Dear God, if there is anything distracting me from my purpose, remove it now.
It wasn’t a loud or long prayer. But those were the words. The next morning, I checked my Facebook account and couldn’t get in. I submitted a request for a password reset and waited. I tried several times over the next few hours, but it appeared my Facebook and Instagram accounts had been closed and permanently removed. I believe they were hacked. I submitted an appeal but was unsuccessful. Just like that, my 4,000 Facebook friends were gone.
A few friends urged me to fight for my account. I was tempted. I researched methods influencers previously used to back door their way into their accounts. But the elusive Facebook “Customer Service,” seemed to exist in a deep auto-response abyss. I didn’t feel compelled to push any further and let it go.
After a few days, I was less irritated, more curious. Then remembered that cursory prayer. Now, I’m not sure if this was God or not. But He allowed it and if I suspect God is up to something I pause. The only other thing I felt led to do was to set up a new account and add a few family and friends for emergency sake. (This was quarantine season). I missed many friends but realized we’d eventually connect. And it became painfully obvious, I wasn’t sure who half of those 4,000 people were. In some instances, I was merely accepting requests and adding numbers. (That’s a sermon right there, but we’re going to keep it moving). Regardless, I took this “social shutdown” as God’s strange, yet purposeful will. During my quiet time of meditation, the words “fresh start” dropped in my spirit.

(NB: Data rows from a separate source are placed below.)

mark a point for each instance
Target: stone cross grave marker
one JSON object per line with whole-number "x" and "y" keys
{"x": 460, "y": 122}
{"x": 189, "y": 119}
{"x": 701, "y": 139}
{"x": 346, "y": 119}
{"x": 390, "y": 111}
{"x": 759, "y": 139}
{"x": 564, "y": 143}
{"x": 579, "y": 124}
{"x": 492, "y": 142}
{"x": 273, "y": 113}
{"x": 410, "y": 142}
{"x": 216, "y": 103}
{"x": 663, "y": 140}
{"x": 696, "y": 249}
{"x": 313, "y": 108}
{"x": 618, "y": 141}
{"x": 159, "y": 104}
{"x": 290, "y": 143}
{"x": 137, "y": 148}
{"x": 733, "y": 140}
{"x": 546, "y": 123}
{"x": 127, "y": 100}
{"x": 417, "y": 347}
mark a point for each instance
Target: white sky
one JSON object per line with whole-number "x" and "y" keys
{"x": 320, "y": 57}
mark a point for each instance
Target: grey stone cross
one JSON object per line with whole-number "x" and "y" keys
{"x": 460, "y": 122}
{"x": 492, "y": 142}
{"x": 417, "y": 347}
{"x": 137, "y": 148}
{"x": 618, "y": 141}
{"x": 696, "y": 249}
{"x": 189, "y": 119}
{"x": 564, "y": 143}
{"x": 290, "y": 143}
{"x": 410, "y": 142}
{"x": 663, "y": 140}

Wow.
A Fresh Start Indeed.
I know it took a minute to get here, but I thought the backstory was important. My “divine” social media shutdown was a reminder. God often jolts us into a shift or detaches us from people or things to get our attention. I was fine with that. Why? I was in survival mode, waving the white flag that appeared to be invisible. I was proactive about nothing and living on autopilot. In my defense, a lot had happened. My husband had gotten sick and in and out the hospital over a two-year period with multiple procedures. The result was an emotionally and spiritually drained me. I didn’t even have the time or energy to use the spa package my husband had gifted me during the holidays. A fresh start across the board was well in order.
I needed the world to stop so I could put parts of myself back together.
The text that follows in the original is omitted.